Section 946.6 provides in part:

“(a) Where an application for leave to present a claim is denied or deemed to be denied pursuant to Section 911.6, a petition may be made to the court for an order relieving the petitioner from the provisions of Section 945.4 . . . . [FN2]

“. . .945

“(f) If the court makes an order relieving the petitioner from the provisions of Section 945.4, suit on the cause of action to which the claim relates must be filed in such court within 30 days thereafter.”

We hold that under section 946.6 the trial court has no power to order the filing of a late claim, but only the power to allow a timely filing (within 30 days of the order) of a complaint without the filing of a claim at all.
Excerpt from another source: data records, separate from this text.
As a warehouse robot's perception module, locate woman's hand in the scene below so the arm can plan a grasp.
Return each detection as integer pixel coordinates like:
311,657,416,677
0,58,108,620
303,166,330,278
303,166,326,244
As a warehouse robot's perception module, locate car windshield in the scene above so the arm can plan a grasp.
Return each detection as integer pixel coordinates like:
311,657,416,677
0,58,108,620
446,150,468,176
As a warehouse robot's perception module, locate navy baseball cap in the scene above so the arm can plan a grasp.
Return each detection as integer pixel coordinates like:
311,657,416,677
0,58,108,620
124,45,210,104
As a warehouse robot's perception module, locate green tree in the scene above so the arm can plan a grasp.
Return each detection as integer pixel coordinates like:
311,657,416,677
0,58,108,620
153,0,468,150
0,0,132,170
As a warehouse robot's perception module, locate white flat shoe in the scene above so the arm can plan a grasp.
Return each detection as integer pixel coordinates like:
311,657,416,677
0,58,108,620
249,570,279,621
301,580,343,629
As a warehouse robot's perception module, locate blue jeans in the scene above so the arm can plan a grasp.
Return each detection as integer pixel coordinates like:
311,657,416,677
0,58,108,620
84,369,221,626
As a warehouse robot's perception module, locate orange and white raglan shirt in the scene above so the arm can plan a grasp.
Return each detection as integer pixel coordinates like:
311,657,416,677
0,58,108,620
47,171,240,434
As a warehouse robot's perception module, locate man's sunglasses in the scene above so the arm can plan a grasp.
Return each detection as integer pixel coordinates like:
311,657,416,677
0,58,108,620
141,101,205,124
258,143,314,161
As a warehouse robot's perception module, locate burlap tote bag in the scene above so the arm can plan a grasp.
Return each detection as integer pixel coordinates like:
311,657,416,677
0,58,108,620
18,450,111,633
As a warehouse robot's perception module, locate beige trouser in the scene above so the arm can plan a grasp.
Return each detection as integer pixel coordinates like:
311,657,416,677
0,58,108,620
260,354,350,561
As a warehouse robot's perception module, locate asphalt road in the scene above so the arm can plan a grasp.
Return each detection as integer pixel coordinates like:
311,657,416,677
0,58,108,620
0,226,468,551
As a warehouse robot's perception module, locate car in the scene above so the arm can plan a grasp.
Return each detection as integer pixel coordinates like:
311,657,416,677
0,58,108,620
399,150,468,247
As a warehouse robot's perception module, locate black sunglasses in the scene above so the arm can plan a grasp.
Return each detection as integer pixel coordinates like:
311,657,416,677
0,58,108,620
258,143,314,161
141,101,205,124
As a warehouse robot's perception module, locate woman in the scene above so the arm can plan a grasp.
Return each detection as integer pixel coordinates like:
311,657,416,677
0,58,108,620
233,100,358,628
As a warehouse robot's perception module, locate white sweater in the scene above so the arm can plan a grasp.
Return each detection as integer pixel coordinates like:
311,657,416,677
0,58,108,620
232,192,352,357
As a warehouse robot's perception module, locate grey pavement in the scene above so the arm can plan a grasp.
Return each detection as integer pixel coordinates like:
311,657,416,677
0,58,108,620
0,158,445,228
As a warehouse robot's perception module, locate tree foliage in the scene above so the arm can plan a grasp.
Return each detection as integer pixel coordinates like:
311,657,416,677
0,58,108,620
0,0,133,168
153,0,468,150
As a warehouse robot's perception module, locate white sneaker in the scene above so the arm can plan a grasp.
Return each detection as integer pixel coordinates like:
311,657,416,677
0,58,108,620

This is the plain meaning of the statute. As our Supreme Court stated in Viles v. State of California (1967) 66 Cal.2d 24, 27, footnote 2, 56 Cal.Rptr. 666, 668, 423 P.2d 818, 820:

“In 1965 section 912 was repealed, and a new procedure for obtaining judicial relief is set forth in section 946.6 of the Government Code. The petition to the superior court, after rejection of the application to the public entity to present a late claim, is now a petition for Relief from having to present any claim at all instead of one for leave to present a late claim. If relief is granted, Suit must be filed in the granting court within 30 days after the order.” (Emphasis added.)

The complaint filed in this case does Not satisfy the 30-day statute of limitations in subdivision (f). In Bahten v. County of Merced (1976) 59 Cal.App.3d 101, 107, 130 Cal.Rptr. 539, relied upon by TAS, the complaint was actually on file when the order relieving the plaintiff from compliance with 945.4 was made.

While the procedure for granting relief from the claim statutes is remedial in nature and must be liberally construed in favor of the claimant (Tammen v. County of San Diego (1967) 66 Cal.2d 468, 480, 58 Cal.Rptr. 249, 426 P.2d 753), that liberality does not extend to the statute of limitations (see Chase v. State of California (1977) 67 Cal.App.3d 808, 812, 136 Cal.Rptr. 833). Subdivision (f) provides a maximum period of 30 days after the granting of judicial relief within which the claimant may commence an action. Thus, the complaint is barred by the statute of limitations.

Such a result is in keeping with the statutory scheme. A petition under 946.6 must set out all of the information required under section 910 (the contends of a claim). Consequently, when a 946.6 petition is granted, the entity has the identical information which it would have on the filing of a claim. In one sense the court, in deciding the matter at the hearing on the 946.6 petition, is substituted for the entity in determining the statutory conditions for excuses or explanations permitting relief (the identical excuses and explanations appear in 911.6 and 946.6, subdivision (c)). The filing of another claim with the entity would be an unnecessary duplication with additional expense.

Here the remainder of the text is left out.